Bank of Qingdao Company Limited
- Native name: 青岛银行股份有限公司
- Company type: Joint stock bank
- Traded as: SEHK: 3866
- Industry: Banking and Finance
- Founded: 15 November 1996; 29 years ago
- Headquarters: Qingdao, China
- Key people: Guo Shaoquan Chairman Wang Lin President and Director
- Products: Consumer Banking Corporate Banking Mortgages
- Revenue: US$0.43 billion (June 2016)
- Total assets: US$30.05 billion (June 2016)
- Total equity: US$2.48 billion (June 2016)
- Number of employees: 3,023
- Website: Homepage

= Bank of Qingdao =

Chinese banking company

Bank of Qingdao Company Limited (simplified Chinese: 青岛银行: Qīngdǎo yínháng, traditional Chinese: 青島銀行) is a provider of retail and corporate banking services in Shandong province, headquarters are in Qingdao, China. Bank of Qingdao is regulated by the People's Bank of China, the nation's central bank.

== Overview ==
As of 30 June 2015, the total asset valuation of the bank was approximately US$24.54 billion, with shareholder's equity of about US$1.76 billion, 3,023 employees and a branch network of eighty six branches in nine cities and sixty one sub-branches.

In May 2016, the US based Forbes magazine ranked Bank of Qingdao at 1,791 in its list of The World's Biggest Public Companies, 1,790 in Profit and 826 in total assets. The bank was among top 300 Asian banks (ranking 172) and China's top 500 service enterprises in 2015.

== History ==
Bank of Qingdao was founded on 15 November 1996 as Qingdao City Cooperative Bank (青岛城市合作银行). This was by way of merger of 21 urban cooperatives in Qingdao.

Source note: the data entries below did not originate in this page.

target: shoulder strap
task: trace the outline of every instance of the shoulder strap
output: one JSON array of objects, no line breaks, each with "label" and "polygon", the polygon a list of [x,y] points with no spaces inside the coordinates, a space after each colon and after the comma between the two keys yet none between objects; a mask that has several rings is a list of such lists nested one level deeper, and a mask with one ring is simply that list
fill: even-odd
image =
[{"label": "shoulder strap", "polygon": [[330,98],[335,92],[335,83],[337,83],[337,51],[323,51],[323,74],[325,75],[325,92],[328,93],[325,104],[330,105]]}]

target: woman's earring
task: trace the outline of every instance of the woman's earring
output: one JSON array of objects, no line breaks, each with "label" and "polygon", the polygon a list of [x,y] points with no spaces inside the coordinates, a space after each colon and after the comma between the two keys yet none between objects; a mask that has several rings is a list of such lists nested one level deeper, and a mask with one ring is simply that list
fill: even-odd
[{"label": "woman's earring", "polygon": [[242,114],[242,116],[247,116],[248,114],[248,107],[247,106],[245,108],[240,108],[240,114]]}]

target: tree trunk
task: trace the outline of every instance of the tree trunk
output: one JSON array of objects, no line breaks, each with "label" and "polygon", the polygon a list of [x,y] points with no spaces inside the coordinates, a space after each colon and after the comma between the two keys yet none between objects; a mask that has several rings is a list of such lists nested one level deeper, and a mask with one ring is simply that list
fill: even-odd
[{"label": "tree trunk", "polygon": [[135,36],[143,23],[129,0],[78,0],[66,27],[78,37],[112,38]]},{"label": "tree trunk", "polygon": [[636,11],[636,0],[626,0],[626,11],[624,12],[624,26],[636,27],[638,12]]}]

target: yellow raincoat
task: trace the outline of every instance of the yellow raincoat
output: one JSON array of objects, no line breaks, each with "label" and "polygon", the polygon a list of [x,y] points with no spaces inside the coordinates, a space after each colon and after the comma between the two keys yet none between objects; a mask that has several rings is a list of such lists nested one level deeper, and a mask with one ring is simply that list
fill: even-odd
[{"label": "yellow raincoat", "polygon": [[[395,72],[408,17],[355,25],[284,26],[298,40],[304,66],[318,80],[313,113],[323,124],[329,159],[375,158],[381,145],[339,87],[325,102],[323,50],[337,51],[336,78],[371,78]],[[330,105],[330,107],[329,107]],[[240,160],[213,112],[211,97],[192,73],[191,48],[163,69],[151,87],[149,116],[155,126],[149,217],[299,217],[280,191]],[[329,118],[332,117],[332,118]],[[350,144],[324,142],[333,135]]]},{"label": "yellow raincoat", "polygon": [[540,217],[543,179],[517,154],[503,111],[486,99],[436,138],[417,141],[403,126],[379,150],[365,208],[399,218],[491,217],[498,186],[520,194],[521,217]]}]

In 1998, the bank's name was changed to Qingdao commercial Bank (青岛市商业银行) so as to target a larger client base. The shareholders of these cooperatives became the founder shareholders in the newly developed bank.

In 2001, Haier took majority control of the bank after six of its subsidiaries acquired stake in the bank. This acquisition was made by Haier through its subsidiaries as the Chinese laws did not allow a non-financial institution to own more than ten percent of a bank. Haier's investment enabled the bank to invest in the SilverLake system. This made Qingdao Commercial Bank the first institution in China to adopt the system. The bank received investment from Qingdao Conson in 2005.

In 2008, Italy based Intesa Sanpaolo acquired a twenty percent stake in the bank for $135m. This was followed by an investment of €25.4m from Rothschild Continuation Holdings for a five percent stake in the bank. These acquisitions made ISP and Rothschild the first foreign investors in the bank and were part of a broader fundraising that more than doubled the bank's capital. In 2008, the bank's was rebranded to Bank of Qingdao and it expanded its operations outside Qingdao.

In November 2015, Bank of Qingdao listed H shares on the Hong Kong Stock Exchange after a successful initial public offering. The bank managed to raise US$607 million in the public offering. The offer was undersubscription due to a volatile market. The IPO was underwritten by Goldman Sachs and CITIC Securities with BNP Paribas, Banca IMI (Intesa Sanpaolo's investment bank) and Rothschild as part of the transaction advisors. The IPO also saw the shares of the major shareholders listed on the HKSE making it possible for them to exit the venture through the stock exchange.

== Ownership ==
The shares of the stock of Bank of Qingdao are traded on the Hong Kong Stock Exchange, under the ticker: 3866. As of June 2015, prior to the IPO, the shareholding in the bank's stock was as depicted in the table below:

Bank of Qingdao Stock Ownership
| Rank | Name of Owner | Percentage Ownership |
|---|---|---|
| 1 | Haier and Associate Companies | 26.10 |
| 2 | Intesa Sanpaolo of Italy | 20.00 |
| 5 | Qingdao Conson | 17.13 |
| 5 | Rothschild Continuation Holdings | 3.18 |
| 5 | Other | 33.59 |
|  | Total | 100.00 |

== Governance ==
Bank of Qingdao is governed by a twelve-person board of directors led by Shaoquan Guo as the chairman and Lin Wang as the President and Executive Director. Other board members include Mr. Yang Fengjiang, Ms. Lu Lan, Mr. Zhou Yunjie, Mr. Rosario Strano, Ms. Tan Lixia, Mr. Marco Mussita, Mr. Deng Youcheng, Mr. Calvin Choi, Mr. Wong Tin Yau Kelvin, Mr. Chen Hua, Ms. Dai Shuping, Mr. Simon Cheung, and Ms. Fang Qiaoling.